Cut And Grow Fail: CBO Schools Tea Party Freshman In Basic Economics

This little ditty was posted Friday on Talking Points Memo. It should be a wake-up call to all those TEA partiers and other right-wingers out there that think that all will be fine in the world if we only cut spending and do nothing to increase revenue.

Unfortunately though, regardless of economic schooling provided by the CBO, there will those that continue to burry their heads in the sand and refuse to believe anything a socialist government agency has to say:

Rep. Tim Huelskamp (R-KS), a Tea Party-backed freshman who voted against the final debt limit bill, recently asked to hear from the Congressional Budget Office about the impact of government spending on economic growth. It’s an article of faith on the right that vastly shrinking government will unleash the forces of private enterprise, and faced with CBO’s opposing view, Huelskamp wanted to know the answer to two questions:

1). What current federal departments, agencies, programs, or portions thereof do not contribute to economic growth?

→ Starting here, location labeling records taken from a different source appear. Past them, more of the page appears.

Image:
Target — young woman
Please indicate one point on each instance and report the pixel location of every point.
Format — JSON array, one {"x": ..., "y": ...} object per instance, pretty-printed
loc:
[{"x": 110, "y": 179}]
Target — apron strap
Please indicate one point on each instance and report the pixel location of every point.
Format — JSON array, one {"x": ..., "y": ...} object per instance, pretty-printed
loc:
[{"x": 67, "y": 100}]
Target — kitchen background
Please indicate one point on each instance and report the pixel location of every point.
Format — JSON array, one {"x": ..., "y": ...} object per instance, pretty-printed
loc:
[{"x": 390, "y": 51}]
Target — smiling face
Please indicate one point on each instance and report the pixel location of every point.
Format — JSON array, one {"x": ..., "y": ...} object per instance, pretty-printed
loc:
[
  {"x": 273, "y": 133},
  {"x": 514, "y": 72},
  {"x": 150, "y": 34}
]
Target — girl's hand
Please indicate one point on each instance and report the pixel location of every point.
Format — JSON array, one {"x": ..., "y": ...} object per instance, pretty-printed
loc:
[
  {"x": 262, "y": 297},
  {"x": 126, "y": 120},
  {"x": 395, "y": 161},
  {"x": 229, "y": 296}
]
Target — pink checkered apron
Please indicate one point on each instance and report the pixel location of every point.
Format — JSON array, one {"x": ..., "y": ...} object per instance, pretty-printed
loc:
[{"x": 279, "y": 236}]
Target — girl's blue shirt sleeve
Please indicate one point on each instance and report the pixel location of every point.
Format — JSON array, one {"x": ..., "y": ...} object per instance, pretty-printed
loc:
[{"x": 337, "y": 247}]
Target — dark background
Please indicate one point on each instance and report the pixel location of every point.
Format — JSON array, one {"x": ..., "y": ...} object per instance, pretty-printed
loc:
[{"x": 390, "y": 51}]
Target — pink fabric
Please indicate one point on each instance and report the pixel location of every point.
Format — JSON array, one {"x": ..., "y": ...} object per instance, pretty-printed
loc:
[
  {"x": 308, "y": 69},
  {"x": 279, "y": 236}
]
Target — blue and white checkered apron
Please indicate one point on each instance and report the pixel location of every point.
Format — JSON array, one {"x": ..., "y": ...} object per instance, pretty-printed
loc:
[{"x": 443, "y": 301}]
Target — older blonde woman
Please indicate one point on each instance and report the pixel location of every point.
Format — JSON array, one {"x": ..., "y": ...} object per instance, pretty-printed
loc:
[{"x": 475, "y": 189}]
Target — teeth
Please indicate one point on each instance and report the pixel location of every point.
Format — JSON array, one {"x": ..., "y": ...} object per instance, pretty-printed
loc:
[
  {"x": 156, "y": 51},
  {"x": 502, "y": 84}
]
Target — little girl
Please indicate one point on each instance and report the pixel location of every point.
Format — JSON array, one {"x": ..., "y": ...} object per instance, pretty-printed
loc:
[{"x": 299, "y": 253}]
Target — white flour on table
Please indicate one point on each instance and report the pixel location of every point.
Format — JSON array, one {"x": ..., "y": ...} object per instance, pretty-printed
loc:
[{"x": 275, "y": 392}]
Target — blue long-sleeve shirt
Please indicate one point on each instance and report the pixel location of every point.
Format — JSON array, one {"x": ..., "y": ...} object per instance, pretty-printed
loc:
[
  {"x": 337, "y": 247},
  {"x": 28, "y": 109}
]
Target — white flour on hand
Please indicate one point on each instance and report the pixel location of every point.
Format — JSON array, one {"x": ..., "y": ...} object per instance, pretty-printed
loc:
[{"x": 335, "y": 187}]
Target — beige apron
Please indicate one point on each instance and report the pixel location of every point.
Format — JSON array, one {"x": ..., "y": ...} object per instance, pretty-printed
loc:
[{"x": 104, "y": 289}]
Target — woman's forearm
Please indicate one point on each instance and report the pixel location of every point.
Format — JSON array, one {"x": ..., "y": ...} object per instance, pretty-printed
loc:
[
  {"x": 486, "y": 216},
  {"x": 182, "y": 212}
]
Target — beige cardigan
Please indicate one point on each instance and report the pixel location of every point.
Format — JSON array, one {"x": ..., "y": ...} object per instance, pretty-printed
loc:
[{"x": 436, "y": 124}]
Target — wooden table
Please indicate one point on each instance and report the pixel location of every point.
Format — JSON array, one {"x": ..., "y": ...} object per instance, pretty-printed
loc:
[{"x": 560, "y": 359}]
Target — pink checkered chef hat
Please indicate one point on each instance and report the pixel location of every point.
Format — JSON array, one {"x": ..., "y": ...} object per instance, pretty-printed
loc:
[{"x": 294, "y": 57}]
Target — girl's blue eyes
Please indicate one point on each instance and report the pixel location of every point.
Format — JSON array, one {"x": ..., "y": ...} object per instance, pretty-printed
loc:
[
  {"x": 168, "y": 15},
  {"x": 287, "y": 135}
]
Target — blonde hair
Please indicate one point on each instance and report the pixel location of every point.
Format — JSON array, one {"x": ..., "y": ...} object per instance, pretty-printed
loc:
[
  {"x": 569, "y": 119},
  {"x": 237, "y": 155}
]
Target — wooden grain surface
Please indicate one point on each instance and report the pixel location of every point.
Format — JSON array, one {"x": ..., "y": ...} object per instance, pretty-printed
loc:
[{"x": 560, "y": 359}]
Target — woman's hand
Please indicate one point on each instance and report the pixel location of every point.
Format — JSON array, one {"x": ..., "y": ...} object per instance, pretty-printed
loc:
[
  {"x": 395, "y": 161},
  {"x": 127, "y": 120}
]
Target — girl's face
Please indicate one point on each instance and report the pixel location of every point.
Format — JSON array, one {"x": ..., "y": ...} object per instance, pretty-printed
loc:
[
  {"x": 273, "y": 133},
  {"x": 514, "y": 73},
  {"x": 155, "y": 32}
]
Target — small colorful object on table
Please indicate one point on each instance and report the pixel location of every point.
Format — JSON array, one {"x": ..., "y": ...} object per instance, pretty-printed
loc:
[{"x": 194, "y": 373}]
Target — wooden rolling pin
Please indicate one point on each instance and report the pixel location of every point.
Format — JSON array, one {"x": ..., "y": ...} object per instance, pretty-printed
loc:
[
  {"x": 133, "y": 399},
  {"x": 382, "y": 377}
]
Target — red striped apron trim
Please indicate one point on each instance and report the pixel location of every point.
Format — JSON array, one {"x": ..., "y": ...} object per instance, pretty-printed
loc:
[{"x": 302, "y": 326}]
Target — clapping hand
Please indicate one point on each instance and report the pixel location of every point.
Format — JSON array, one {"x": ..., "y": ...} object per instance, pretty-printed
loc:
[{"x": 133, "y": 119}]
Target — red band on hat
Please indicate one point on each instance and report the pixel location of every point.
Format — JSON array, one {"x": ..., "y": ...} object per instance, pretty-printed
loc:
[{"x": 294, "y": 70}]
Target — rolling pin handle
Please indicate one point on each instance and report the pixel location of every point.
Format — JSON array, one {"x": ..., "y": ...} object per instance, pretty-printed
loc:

2). In the programs that CBO believes do contribute to economic growth, what level of spending cuts would amount to a level you believe would be significant enough to “probably slow the economic recovery”?

But if the newly elected member of the Budget Committee was hoping the non-partisan CBO would buy into his premise, he’ll be sorely disappointed.

In a response letter Thursday, CBO-chief Doug Elmendorf gives Huelskamp a layman’s lesson in Keynesian economics: Under current economic circumstances, new federal spending would help economic growth, and current and future cuts could stymie it, particularly if they hit key government investment.

“When demand for goods and services falls short of the economy’s ability to produce them, as is the case currently, increasing government spending can increase aggregate demand and thereby narrow the gap between the economy’s actual and potential levels of output,” Elmendorf writes.

The precise details matter. The more robust the economy, the lower the impact. But, according to Elmendorf, “when the Federal Reserve’s ability to lower short-run interest rates is constrained because those rates are already near zero, as they are currently, the short-run effects of changes in government spending on output tend to be larger than usual.”

To illustrate the point, Elmendorf notes that deficit reduction measures that cut spending by $100 billion next fiscal year, and hundreds of billions more over the coming decade “would decrease real (inflation-adjusted) gross national product (GNP) in 2012, 2013, and 2014 by amounts ranging from roughly 0.1 percent to 0.6 percent depending on the year and the assumptions used.” In other words, the GOP’s current governing theory is damaging the economy and, by implication, costing jobs. And for those Republicans who want to cut more, ” a reduction in primary deficits that followed the same gradual time path but was twice as large would produce macroeconomic effects that were roughly twice as large.”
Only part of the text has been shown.